Sariastraße: Neue Ampelanlage sorgt für mehr Sicherheit

Stadt und Land haben zwischen Salmstraße und Sariastraße eine Verkehrslichtsignalanlage mit Druckknopfanmeldung für Fußgänger und Radfahrer errichtet. Die Gesamtkosten von 110.000 Euro werden je zur Hälfte aufgeteilt.

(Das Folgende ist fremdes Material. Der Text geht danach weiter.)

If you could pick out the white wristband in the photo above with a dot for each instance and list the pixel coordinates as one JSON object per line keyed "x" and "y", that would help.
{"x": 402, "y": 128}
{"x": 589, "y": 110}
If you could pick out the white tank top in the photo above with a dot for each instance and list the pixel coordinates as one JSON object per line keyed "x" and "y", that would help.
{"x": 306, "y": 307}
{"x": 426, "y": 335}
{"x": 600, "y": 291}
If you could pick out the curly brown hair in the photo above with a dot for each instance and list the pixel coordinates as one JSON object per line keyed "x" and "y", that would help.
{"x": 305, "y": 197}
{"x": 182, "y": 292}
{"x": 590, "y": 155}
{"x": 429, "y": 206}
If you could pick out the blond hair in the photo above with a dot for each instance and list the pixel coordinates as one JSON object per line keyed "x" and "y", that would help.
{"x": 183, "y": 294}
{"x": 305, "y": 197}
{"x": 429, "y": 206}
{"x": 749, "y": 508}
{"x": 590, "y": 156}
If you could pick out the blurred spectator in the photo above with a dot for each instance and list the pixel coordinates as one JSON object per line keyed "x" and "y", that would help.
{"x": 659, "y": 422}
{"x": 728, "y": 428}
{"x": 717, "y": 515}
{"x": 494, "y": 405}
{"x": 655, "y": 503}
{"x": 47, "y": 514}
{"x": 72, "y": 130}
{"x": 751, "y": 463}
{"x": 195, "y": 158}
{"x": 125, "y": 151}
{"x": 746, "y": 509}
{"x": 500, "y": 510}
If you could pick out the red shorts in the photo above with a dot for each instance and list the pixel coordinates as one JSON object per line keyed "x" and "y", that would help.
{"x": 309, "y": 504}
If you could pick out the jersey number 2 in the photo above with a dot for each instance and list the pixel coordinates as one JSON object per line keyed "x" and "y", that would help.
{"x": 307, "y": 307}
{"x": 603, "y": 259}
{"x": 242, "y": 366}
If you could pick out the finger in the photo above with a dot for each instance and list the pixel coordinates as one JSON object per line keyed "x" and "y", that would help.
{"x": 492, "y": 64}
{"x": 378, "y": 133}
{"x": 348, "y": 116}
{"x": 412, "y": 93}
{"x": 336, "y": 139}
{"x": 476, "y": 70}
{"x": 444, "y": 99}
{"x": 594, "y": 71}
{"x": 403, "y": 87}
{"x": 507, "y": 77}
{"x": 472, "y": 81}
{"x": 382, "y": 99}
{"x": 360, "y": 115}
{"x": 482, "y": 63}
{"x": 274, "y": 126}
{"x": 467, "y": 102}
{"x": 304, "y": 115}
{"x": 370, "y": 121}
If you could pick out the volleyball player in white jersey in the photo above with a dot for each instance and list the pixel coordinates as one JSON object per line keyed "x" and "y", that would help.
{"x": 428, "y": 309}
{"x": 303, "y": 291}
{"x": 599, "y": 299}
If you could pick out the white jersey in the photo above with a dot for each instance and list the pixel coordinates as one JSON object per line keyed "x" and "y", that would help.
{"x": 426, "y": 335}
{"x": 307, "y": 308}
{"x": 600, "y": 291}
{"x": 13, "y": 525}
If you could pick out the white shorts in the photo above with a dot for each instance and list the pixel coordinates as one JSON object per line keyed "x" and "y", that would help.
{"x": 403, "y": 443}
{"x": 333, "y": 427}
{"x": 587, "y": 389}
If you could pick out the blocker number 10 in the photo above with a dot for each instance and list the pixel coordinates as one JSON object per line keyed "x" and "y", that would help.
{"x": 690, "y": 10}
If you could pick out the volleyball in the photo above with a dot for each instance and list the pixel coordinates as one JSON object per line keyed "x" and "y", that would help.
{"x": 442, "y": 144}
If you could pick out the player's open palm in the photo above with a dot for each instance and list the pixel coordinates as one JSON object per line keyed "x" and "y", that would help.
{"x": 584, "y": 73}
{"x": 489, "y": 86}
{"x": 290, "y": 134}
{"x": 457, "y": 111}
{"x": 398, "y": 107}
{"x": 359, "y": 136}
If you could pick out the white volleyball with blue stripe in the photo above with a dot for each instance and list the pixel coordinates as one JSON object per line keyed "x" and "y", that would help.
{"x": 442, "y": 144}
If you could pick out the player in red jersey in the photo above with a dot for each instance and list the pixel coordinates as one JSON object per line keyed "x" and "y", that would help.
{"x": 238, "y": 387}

LR Martin Gruber, Stadtrat Christian Scheider und Gemeinderat Siegfrid Wiggisser testeten die neue Druckknopfampel bei der Sariastraße

Die Richtlinien für das Straßenwesen (RVS) besagen, dass sobald ein Schutzweg über zwei Fahrstreifen in eine Richtung reicht, eine Druckknopfampelanlage einzurichten ist. Diese Empfehlung setzt die Abteilung Straßenbau und Verkehr im gesamten Stadtgebiet sukzessive um. Nach neuen Druckknopfampelanlangen in der Villacher Straße, der Völkermarkter Straße und der Pischeldorfer Straße wurde jetzt in einer Kooperation zwischen dem Land Kärnten und der Stadt Klagenfurt eine weitere am Völkermarkter Ring, zwischen der Salmstraße und Sariastraße, fertiggestellt.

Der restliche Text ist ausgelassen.